Alimony is considered appropriate when a spouse is unable to meet daily financial necessities resulting from separation or divorce. Alimony is determined on a case-by-case basis. When in controversy or dispute, it must first be determined that there is in fact a need for alimony to be paid to one party, as well as the ability of the other party to pay the requested alimony. Subsequently, the Court will consider a set of factors for the determination of the amount and duration of alimony payments.
There are several types of alimony awarded within the State of Florida. Such types, range from temporary, bridge the gap, durational, and rehabilitative alimony, to name a few.
Alimony can be a matter of survival for a spouse requiring income that is halted by a drawn-out legal dispute. A thorough understanding of the various factors or considerations for an alimony award is crucial for a positive outcome when the issue of alimony is in dispute. Communicating these factors compassionately & professionally is where we come in and our Firm can assist you best.
When it comes to representing your interests in court, hire a law firm committed to ensuring that your concerns are handled in an efficient and professional manner. Hire a law firm committed to ensuring you return to a life free of concern or wonder for when your financial security will resume.
The separation of a child’s parents is daunting enough but a greater challenge is facing having to move forward without a source fundamental to the household’s economic stability. Under Chapter 61.30, the legal obligation of maintaining a child’s care, maintenance, training, and education is a responsibility separate and apart from the status of the relationship of the co-parents. Therefore, when a child’s parent has separated from the household, a legal obligation to pay for the child's needs manifests in the form of child support.

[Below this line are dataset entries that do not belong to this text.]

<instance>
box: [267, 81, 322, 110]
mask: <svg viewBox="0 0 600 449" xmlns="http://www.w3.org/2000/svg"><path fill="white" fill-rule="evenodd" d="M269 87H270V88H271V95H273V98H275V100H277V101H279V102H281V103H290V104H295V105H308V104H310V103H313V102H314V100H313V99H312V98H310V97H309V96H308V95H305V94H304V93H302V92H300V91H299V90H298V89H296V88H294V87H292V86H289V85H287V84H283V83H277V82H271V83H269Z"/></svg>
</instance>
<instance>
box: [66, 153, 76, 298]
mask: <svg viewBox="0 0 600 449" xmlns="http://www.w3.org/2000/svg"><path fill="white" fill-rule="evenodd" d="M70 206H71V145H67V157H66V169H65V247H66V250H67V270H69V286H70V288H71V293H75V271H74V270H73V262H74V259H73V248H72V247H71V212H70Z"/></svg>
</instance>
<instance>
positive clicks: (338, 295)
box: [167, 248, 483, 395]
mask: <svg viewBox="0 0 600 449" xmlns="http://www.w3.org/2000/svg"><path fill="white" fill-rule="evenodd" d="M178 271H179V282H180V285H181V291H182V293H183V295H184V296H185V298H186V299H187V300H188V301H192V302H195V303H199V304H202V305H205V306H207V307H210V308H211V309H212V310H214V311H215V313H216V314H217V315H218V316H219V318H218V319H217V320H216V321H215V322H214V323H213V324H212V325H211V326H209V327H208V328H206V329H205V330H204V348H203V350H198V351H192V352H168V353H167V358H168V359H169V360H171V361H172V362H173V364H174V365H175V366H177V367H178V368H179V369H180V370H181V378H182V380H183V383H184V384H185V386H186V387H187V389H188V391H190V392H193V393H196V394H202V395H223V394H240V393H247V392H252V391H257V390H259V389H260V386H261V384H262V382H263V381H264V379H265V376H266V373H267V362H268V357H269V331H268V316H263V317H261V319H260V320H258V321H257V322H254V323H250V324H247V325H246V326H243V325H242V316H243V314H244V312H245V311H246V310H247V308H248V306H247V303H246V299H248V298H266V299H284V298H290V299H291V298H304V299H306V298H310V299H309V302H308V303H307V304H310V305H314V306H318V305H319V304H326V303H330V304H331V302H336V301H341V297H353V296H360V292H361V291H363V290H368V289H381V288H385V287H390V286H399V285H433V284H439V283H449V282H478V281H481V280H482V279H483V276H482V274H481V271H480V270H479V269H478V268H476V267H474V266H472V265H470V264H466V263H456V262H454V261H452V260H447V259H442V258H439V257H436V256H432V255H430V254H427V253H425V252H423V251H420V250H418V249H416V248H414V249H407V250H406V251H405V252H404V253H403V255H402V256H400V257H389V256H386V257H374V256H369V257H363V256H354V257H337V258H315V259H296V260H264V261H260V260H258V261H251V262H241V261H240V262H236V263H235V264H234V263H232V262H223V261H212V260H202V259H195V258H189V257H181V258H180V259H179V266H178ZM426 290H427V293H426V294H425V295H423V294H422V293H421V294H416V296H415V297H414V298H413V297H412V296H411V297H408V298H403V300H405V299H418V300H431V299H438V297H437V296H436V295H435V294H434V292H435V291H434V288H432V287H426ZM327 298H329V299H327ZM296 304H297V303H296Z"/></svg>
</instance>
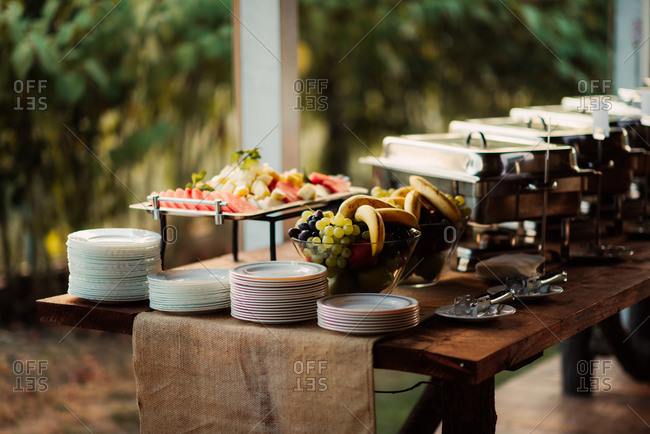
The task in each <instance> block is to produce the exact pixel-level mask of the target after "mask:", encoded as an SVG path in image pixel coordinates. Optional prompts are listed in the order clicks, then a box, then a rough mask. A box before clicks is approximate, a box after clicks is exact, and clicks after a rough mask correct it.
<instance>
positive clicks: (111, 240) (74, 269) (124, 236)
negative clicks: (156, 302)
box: [66, 228, 161, 303]
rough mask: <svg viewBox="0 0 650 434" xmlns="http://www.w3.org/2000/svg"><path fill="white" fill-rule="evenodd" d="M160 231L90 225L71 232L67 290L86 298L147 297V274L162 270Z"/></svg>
mask: <svg viewBox="0 0 650 434" xmlns="http://www.w3.org/2000/svg"><path fill="white" fill-rule="evenodd" d="M160 240H161V237H160V234H158V233H156V232H151V231H145V230H141V229H130V228H111V229H89V230H85V231H78V232H73V233H71V234H70V235H68V242H67V243H66V244H67V246H68V269H69V271H70V278H69V281H68V293H70V294H72V295H75V296H77V297H81V298H85V299H87V300H92V301H98V302H107V303H121V302H130V301H138V300H146V299H147V298H148V296H149V286H148V283H147V275H148V274H150V273H155V272H158V271H160Z"/></svg>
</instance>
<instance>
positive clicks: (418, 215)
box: [404, 191, 422, 221]
mask: <svg viewBox="0 0 650 434" xmlns="http://www.w3.org/2000/svg"><path fill="white" fill-rule="evenodd" d="M404 210H405V211H408V212H410V213H411V214H413V215H414V216H415V218H416V219H417V220H418V221H420V211H421V210H422V195H421V194H420V193H418V192H417V191H409V192H408V194H407V195H406V198H405V199H404Z"/></svg>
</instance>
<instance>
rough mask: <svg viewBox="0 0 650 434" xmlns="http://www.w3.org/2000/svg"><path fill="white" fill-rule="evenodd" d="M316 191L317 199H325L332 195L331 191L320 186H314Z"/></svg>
mask: <svg viewBox="0 0 650 434" xmlns="http://www.w3.org/2000/svg"><path fill="white" fill-rule="evenodd" d="M314 190H316V197H325V196H329V195H330V191H329V190H328V189H327V188H325V187H323V186H322V185H320V184H316V185H314Z"/></svg>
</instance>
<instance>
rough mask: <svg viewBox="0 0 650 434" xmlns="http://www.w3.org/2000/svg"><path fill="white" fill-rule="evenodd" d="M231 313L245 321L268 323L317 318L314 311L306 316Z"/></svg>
mask: <svg viewBox="0 0 650 434" xmlns="http://www.w3.org/2000/svg"><path fill="white" fill-rule="evenodd" d="M230 315H232V317H233V318H237V319H240V320H243V321H251V322H258V323H268V324H288V323H293V322H301V321H308V320H312V319H315V318H316V312H314V314H313V315H308V316H304V317H282V318H279V317H277V318H276V317H270V318H263V317H260V316H257V315H256V316H247V315H242V314H237V313H233V312H232V310H231V312H230Z"/></svg>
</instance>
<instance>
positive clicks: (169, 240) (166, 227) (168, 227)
mask: <svg viewBox="0 0 650 434" xmlns="http://www.w3.org/2000/svg"><path fill="white" fill-rule="evenodd" d="M162 237H163V241H164V242H165V244H174V243H175V242H176V240H177V239H178V230H177V229H176V226H174V225H167V226H165V227H164V228H163V230H162Z"/></svg>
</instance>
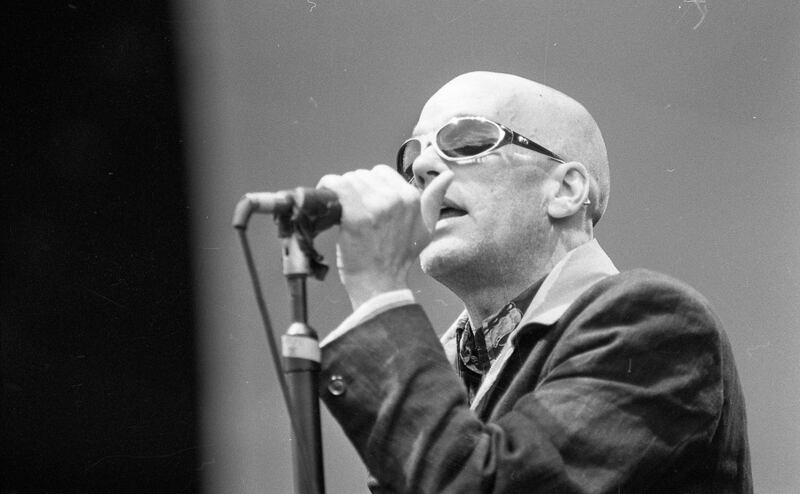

The amount of child support that may be paid to benefit a child’s upbringing will depend on a comparison of both parents’ income and the number of overnights per year that the child enjoys with each parent. A calculation of child support is very different should co-parents retain equal timesharing than if the parents do not. Under Florida law in order for child support to be calculated, one must first arrive at a combined net monthly income of the parents.
The combined net monthly income is then be applied against a chart known under Florida Law as a child support guidelines. Under Florida guidelines, the amount of child support that is required at any given level of combined net monthly income is also based upon the number of children involved in either the marriage or the parental relationship.
The amount of child support that’s paid is not only dependent upon net monthly income of each of the parents, but it is also dependent upon the actual number of overnights that each co-parent spends with his or her child(ren). The more overnights a co-parent enjoys with a child, the less amount of support that will be due generally speaking. Surprisingly, an opposite outcome may result in some cases.
Unless both co-parents make exactly the same amount of income, when a child spends equal overnights with both parents, child support will be payable from one parent to the other. Also, when one parent makes more than the other parent, even if the parties have equal time-sharing there will be some type of child support that will be due, generally speaking. Although, an opposite outcome may result in some cases and will depend on a case-by-case basis. This is where our experienced child support team can assist.
These steps and procedures may appear unclear in a time of uncertainty for your family. Rest assured that our experienced team of attorneys will offer clarity. You will always have specific figures to assist your newly formed family structure in achieving future financial stability.